Between the lid and the body, a ventilation slit extends all around the circumference. For the same purpose, the bottom of the device is riddled with holes. However, during the test, we were fortunate in the idea that the grilles would not be superfluous at the side too – under the load the device is noticeably heated. No, it’s not critical, but it seems that the components inside the case would be more comfortable with a different cooling configuration. And certainly when attaching the Lyra to the wall with the help of two notches under the screws from the bottom it is not necessary to tear off the rubber feet, so that the body is more closely attached, because in this case the air flow will be blocked. On the bottom there is also an information sticker and a slightly recessed reset button.
If you fix Lyra vertically, then the connectors in a small notch on the case will look down. There are three of them: the power supply socket and two Gigabit Ethernet ports. In case of a set of several modules, the main one will have a blue sticker with the inscription Start near the block of ports. It is with him that you need to start installing Lyra: the cable of the ISP can be connected to any port (the device will remember it ), and then you can connect the power cord. After the initial setup of all the parameters, you can add other Lyra devices to the network. This is easy: just hold the Pairing button on the main module for three seconds and wait for it to start flashing green. Then, in the same way, hold Pairing on the other module and wait for the change in the back light. Repeat with the rest of Lyra.
The manufacturer recommends that the modules be arranged so that they are in pairs in direct line of sight from each other. Or at least with a minimum of obstacles. In an extreme case, after the initial configuration, you can combine the modules and over a wired network for better stability. Absolutely from the wires, of course, do not get rid of – the food is still on the cable. A universal compact 24 Watt power supply is supplied with each device. It is designed for a network of 100-240 V 50/60 Hz, but – in our case – is equipped with a “flat” plug type A. The length of the power cable is 170 cm.

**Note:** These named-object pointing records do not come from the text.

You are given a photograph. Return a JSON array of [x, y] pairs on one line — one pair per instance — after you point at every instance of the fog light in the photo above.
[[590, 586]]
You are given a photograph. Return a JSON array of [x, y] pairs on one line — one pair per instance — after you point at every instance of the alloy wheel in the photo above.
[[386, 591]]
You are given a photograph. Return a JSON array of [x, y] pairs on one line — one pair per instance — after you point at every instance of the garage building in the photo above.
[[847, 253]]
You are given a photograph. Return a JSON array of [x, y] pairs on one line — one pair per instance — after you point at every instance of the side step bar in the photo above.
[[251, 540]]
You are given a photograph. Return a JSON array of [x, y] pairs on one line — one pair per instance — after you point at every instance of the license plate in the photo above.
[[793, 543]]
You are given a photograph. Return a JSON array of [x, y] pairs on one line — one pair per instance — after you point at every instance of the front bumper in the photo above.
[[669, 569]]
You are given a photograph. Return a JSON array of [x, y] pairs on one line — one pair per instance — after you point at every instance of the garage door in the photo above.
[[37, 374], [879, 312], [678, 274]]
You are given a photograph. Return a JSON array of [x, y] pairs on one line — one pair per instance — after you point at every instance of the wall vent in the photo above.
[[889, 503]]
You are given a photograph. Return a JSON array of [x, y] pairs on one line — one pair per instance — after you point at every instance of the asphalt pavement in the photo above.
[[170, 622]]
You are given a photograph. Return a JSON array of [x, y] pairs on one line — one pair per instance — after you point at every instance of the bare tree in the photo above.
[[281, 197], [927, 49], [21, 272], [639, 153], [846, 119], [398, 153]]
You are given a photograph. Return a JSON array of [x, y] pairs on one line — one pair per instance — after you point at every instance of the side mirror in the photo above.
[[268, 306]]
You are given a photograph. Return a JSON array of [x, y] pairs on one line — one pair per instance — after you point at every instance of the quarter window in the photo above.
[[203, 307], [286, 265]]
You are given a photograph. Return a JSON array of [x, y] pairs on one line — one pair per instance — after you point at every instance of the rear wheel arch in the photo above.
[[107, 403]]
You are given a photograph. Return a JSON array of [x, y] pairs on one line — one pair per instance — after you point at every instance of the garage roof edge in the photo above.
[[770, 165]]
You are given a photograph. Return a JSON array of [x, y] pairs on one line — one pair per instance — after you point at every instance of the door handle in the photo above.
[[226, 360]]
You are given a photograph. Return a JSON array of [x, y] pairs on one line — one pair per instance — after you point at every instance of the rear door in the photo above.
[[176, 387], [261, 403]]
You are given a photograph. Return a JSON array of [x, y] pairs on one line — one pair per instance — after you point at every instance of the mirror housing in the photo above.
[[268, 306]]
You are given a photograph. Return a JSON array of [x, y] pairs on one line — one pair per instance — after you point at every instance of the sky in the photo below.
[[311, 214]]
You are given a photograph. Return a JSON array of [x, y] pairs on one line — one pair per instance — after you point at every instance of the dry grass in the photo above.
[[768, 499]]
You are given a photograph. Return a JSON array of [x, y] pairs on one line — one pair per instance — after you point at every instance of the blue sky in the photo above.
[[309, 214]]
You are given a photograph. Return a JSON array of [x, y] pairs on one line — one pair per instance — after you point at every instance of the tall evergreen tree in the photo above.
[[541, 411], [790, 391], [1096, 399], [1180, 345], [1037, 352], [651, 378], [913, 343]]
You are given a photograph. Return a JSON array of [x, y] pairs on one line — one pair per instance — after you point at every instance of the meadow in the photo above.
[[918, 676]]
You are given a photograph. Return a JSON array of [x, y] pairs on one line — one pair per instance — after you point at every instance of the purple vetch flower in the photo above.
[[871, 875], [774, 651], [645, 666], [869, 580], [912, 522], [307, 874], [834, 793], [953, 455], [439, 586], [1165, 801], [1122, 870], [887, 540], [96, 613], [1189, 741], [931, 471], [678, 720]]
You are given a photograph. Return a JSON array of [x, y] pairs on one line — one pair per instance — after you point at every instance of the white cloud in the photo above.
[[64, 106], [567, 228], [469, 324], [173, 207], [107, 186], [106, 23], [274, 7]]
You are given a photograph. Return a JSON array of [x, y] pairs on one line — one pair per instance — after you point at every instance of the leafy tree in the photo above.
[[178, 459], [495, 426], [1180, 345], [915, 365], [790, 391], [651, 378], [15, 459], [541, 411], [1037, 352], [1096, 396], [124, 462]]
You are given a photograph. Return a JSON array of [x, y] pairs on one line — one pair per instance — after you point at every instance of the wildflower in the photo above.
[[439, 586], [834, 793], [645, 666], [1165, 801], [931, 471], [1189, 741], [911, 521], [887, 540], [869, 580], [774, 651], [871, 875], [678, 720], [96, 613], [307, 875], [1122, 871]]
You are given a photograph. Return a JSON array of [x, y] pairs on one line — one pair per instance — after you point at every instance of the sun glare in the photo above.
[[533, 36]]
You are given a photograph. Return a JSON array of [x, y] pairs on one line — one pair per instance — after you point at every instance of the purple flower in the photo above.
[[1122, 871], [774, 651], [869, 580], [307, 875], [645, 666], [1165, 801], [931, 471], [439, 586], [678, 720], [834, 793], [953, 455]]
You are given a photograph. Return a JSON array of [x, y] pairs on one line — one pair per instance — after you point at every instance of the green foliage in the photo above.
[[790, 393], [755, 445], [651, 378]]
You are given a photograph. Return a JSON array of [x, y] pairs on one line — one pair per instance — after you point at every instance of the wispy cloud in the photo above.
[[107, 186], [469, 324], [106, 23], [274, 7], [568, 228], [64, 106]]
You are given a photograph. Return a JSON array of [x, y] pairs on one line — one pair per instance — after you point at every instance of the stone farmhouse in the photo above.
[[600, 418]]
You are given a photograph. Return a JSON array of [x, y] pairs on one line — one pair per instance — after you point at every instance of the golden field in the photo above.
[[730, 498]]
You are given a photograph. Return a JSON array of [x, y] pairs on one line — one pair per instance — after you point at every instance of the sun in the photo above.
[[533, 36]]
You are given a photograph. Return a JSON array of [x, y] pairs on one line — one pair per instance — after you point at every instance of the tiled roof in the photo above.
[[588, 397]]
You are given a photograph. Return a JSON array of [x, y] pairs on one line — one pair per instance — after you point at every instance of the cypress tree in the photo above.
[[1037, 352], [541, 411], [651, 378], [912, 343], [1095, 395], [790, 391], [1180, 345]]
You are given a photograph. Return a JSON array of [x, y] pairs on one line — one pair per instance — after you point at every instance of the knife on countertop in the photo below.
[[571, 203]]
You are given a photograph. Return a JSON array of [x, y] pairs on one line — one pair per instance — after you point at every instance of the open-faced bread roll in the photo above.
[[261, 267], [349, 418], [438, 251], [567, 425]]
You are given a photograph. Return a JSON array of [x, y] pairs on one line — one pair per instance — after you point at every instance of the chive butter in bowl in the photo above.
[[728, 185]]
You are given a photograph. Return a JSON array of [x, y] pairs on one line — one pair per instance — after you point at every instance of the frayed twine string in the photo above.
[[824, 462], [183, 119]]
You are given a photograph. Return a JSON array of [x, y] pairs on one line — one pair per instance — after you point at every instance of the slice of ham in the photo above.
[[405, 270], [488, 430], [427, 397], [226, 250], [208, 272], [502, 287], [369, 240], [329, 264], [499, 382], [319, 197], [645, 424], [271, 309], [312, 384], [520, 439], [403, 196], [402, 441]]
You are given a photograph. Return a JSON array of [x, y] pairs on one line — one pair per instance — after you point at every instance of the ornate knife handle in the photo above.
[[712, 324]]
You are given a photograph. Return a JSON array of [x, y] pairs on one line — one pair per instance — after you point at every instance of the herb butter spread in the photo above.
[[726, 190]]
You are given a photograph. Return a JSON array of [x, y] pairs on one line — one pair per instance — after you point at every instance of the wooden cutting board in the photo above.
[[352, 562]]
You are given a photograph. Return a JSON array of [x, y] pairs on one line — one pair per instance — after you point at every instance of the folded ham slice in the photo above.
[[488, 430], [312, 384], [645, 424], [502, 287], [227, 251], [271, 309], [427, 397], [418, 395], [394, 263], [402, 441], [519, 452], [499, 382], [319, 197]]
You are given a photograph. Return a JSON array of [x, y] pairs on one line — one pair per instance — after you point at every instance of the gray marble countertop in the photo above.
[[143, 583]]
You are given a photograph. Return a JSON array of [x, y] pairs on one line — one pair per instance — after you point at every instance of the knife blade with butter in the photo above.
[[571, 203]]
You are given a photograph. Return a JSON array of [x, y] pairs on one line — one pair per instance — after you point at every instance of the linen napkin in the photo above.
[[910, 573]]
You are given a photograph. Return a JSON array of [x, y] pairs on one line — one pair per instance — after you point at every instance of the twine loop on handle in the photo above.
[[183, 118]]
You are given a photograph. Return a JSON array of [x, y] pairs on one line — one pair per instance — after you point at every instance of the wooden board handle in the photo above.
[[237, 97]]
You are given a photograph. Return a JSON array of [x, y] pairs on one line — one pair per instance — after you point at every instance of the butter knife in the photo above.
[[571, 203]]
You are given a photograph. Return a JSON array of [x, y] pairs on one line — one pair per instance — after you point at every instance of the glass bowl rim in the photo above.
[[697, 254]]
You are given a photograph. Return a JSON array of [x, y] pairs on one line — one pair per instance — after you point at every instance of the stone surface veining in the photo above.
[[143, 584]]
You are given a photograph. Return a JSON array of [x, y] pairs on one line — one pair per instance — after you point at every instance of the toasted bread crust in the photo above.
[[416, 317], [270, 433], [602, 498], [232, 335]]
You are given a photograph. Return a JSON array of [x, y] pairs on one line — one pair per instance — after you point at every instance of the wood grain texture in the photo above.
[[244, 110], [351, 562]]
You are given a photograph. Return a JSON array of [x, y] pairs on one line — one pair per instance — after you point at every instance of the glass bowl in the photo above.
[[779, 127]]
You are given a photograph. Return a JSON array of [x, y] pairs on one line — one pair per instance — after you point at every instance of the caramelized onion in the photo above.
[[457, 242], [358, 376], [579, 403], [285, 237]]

Also included are a one and a half meter flat patch cord and a standard set of papers: warranty card , a brief instruction and a leaflet with technical support contacts. The Lyra kit sent to the test was clearly released for the US. Perhaps in Russian supplies and BP with the usual fork type C, and all the information in Russian.
The hardware of Lyra has an unusual configuration, and this explains its heating. The device has a Qualcomm IPQ4019 processor (4 × ARM Cortex-A7 with a frequency of 717 MHz), an additional radio module QCA9886 and a module Bluetooth 4.0 BLE AR3012 / IS1678SM. The capacity of flash memory for firmware is 128 MB, and the amount of RAM is 256 MB. ASUS Lyra is based on the platform Qualcomm Wi-Fi SON (Self Organizing Network), presented in the beginning of 2016. There are seven antennas inside the device. Each Lyra module offers one 802.11n access point of 2.4 GHz (up to 400 Mbps, 256-QAM, 40 MHz, channels 1-11) and two 802.11ac 5 GHz access points (up to 867 Mbps each, 80 MHz , channels 36-48 and 149-161), that is, belongs to the marketing class AC2200. The top 5 GHz channels are very well used for the organization of a backbone network between modules, since they are even allowed in the Russian Federation, but in fact they are still not supported by many client devices, and therefore are the most free.